During military exhibitions, the Termit drone was displayed with three launchers.

S-8L launchers under the belly of a Termit helicopter drone displayed at a military expo in russia / Open source archive photo

Also, the Termit must be equipped with a targeting pod on the rotorcraft's nose to guide the rockets, but none are visible in the production facility video.

Targeting system of the Termit helicopter drone
Targeting system of the Termit helicopter drone / Open source archive photo

Speaking of the rotorcraft in general, Termit's predecessor is the BVS-VT 450 unmanned helicopter, which NPP Strela began developing back in 2016. Termit is the combat version, and there is also a civilian one called the SmartHELI-450.

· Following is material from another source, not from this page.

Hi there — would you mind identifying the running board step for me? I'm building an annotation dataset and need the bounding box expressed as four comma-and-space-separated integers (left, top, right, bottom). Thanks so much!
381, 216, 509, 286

Most likely, the military drone inherited the specifications of its original, as follows: maximum take-off weight 450 kg, empty weight 270 kg, maximum speed 150 km/h, cruising speed 90 km/h, service ceiling 3,500 m, and maximum flight duration is 6 hours. All data is according to russian sources.

BVS-VT 450 unmanned rotorcraft / Open source photo
BVS-VT 450 unmanned rotorcraft / Open source archive photo

Worth noting, it is quite difficult to assess whether this is just another video report for propaganda purposes or if it shows a real production.

The reason to doubt any progress with this project stems from the fact that russia started developing and contracting Termit drones before its full-scale invasion of Ukraine. Therefore, some of the components used in the production could have fallen under international sanctions and became unobtainable, especially engines and electronics.

Additionally, the combat effectiveness of Termit relies on the availability and serial production of S-8L missiles, and there has been no news about it for a while now.

Regardless, the demonstration of these drones should be taken into account. They may end up in Ukrainian frontlines eventually, even as part of "trial by fire" tests. Moreover, it is a signal calling for tighter sanctions against the russian federation.